Under a Creative Commons license
Open Access
Received
June 8, 2025
Revised
July 21, 2025
Accepted
Aug. 9, 2025
Published
Aug. 20, 2025
Abstract

Background: Vasculitic neuropathy (VN) is an uncommon but disabling form of peripheral neuropathy resulting from inflammation and ischemia of peripheral nerves. Data on long-term neurological recovery and disability outcomes following treatment remain limited in Indian populations. Objectives: To assess long-term neurological outcomes and disability scoring in patients with vasculitic neuropathy after initiation of standard immunosuppressive therapy. Methods: This prospective observational study was conducted in the Department of Medicine, a tertiary care hospital in Maharashtra, from November 2023 to October 2024. A total of 60 patients with biopsy-proven or clinically established vasculitic neuropathy were enrolled.
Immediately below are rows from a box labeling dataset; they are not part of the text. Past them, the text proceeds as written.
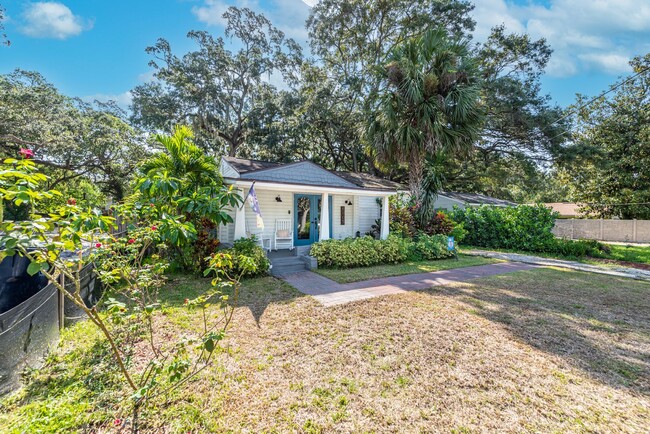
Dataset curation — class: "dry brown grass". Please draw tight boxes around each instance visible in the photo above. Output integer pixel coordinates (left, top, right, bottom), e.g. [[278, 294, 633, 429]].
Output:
[[0, 269, 650, 433], [158, 269, 650, 433]]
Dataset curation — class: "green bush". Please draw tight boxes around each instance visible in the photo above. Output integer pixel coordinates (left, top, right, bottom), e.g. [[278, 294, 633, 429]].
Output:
[[310, 234, 452, 268], [409, 234, 454, 261], [451, 204, 603, 258], [451, 205, 557, 252], [223, 238, 270, 277]]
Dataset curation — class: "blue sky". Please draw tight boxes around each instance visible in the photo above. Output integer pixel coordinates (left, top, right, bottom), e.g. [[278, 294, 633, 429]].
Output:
[[0, 0, 650, 106]]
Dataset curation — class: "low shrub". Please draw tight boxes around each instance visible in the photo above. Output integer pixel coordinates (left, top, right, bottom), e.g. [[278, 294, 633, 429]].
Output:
[[310, 234, 453, 268], [409, 234, 454, 261], [223, 238, 271, 277], [540, 238, 606, 258], [451, 205, 557, 252], [451, 204, 605, 258]]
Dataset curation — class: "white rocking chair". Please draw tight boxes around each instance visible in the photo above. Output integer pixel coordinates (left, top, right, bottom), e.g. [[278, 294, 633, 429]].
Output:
[[273, 219, 293, 250], [246, 222, 271, 252]]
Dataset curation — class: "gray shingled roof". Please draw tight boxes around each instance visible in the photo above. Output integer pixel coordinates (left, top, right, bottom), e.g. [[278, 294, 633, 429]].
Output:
[[223, 157, 404, 190], [223, 157, 282, 175], [334, 171, 405, 190], [440, 191, 517, 206]]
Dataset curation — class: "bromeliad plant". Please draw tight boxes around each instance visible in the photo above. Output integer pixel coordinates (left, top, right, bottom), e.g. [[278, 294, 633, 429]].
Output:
[[0, 151, 255, 432], [137, 126, 242, 271]]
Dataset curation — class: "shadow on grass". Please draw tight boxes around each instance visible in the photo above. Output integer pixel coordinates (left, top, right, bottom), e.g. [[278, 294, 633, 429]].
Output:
[[435, 269, 650, 395], [160, 275, 305, 327]]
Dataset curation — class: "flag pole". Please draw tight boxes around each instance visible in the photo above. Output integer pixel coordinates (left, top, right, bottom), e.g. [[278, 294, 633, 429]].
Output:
[[239, 181, 257, 209]]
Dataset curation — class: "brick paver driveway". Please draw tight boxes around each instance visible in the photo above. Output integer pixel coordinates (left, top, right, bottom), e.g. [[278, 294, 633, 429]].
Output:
[[282, 262, 537, 306]]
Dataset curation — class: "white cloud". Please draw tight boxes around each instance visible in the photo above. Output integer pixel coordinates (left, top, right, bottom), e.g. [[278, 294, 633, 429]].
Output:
[[578, 53, 632, 74], [473, 0, 650, 77], [21, 2, 93, 39], [81, 91, 133, 110], [192, 0, 313, 44]]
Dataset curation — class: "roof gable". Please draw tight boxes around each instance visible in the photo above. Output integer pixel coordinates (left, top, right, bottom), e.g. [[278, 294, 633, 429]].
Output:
[[241, 161, 358, 188]]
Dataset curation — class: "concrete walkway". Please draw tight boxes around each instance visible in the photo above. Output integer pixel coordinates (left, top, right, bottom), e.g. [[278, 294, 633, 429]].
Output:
[[462, 250, 650, 281], [281, 262, 536, 306]]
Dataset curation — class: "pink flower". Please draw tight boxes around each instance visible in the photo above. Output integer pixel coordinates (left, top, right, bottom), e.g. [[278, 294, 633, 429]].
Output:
[[18, 148, 34, 159]]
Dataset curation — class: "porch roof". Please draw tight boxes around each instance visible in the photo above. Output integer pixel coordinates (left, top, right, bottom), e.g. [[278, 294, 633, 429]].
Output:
[[223, 177, 397, 196], [224, 157, 404, 194]]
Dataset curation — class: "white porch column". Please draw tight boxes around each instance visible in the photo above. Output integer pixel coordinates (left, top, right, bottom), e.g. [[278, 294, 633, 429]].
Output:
[[319, 193, 330, 241], [234, 189, 246, 241], [379, 196, 390, 240]]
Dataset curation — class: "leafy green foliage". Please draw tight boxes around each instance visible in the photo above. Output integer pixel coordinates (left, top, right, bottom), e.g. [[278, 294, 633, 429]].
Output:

Baseline demographic, clinical, electrophysiological, and serological data were collected. All patients received standardized treatment comprising corticosteroids with or without additional immunosuppressive agents (cyclophosphamide, azathioprine, or mycophenolate). Neurological improvement was assessed using the Medical Research Council (MRC) sum score, Neuropathy Impairment Score (NIS), and disability was evaluated using the Overall Disability Sum Score (ODSS) at baseline, 6 months, and 12 months. Results: The mean age of patients was 47.2 ± 11.8 years, with a male-to-female ratio of 1.5:1. The majority presented with painful asymmetric sensorimotor neuropathy (65%). Baseline mean NIS was 48.6 ± 10.2, and ODSS was 5.1 ± 1.2. At 12 months, significant improvement was observed: mean NIS reduced to 29.3 ± 8.7 (p < 0.001), MRC sum score improved by a mean of 14 points, and ODSS reduced to 2.8 ± 0.9. Complete remission (defined as stabilization of neuropathy and ODSS ≤ 2) was achieved in 32% of patients, while 55% showed partial improvement. Persistent disability (ODSS ≥ 4) was noted in 13%. Relapses occurred in 8% of cases, predominantly in those with systemic vasculitis. Conclusion: Long-term follow-up of vasculitic neuropathy patients demonstrates substantial neurological recovery and functional improvement with immunosuppressive therapy, although a subset continues to experience residual disability. Early diagnosis and aggressive treatment may improve long-term outcomes.

Keywords
INTRODUCTION

Vasculitic neuropathy (VN) is a distinctive manifestation of peripheral nerve injury caused by inflammation of the vasa nervorum, leading to ischemia and axonal degeneration. It can occur either as part of systemic vasculitic syndromes such as polyarteritis nodosa (PAN), eosinophilic granulomatosis with polyangiitis (EGPA), microscopic polyangiitis (MPA), or as an isolated condition termed non-systemic vasculitic neuropathy (NSVN) (Collins et al., 2010; Kerasnoudis et al., 2016) [1,2]. Clinically, VN often presents with acute or subacute painful asymmetric sensorimotor deficits, classically producing mononeuritis multiplex, although confluent asymmetric polyneuropathy can also be observed (Davies et al., 2016; Collins et al., 2019) [3,4].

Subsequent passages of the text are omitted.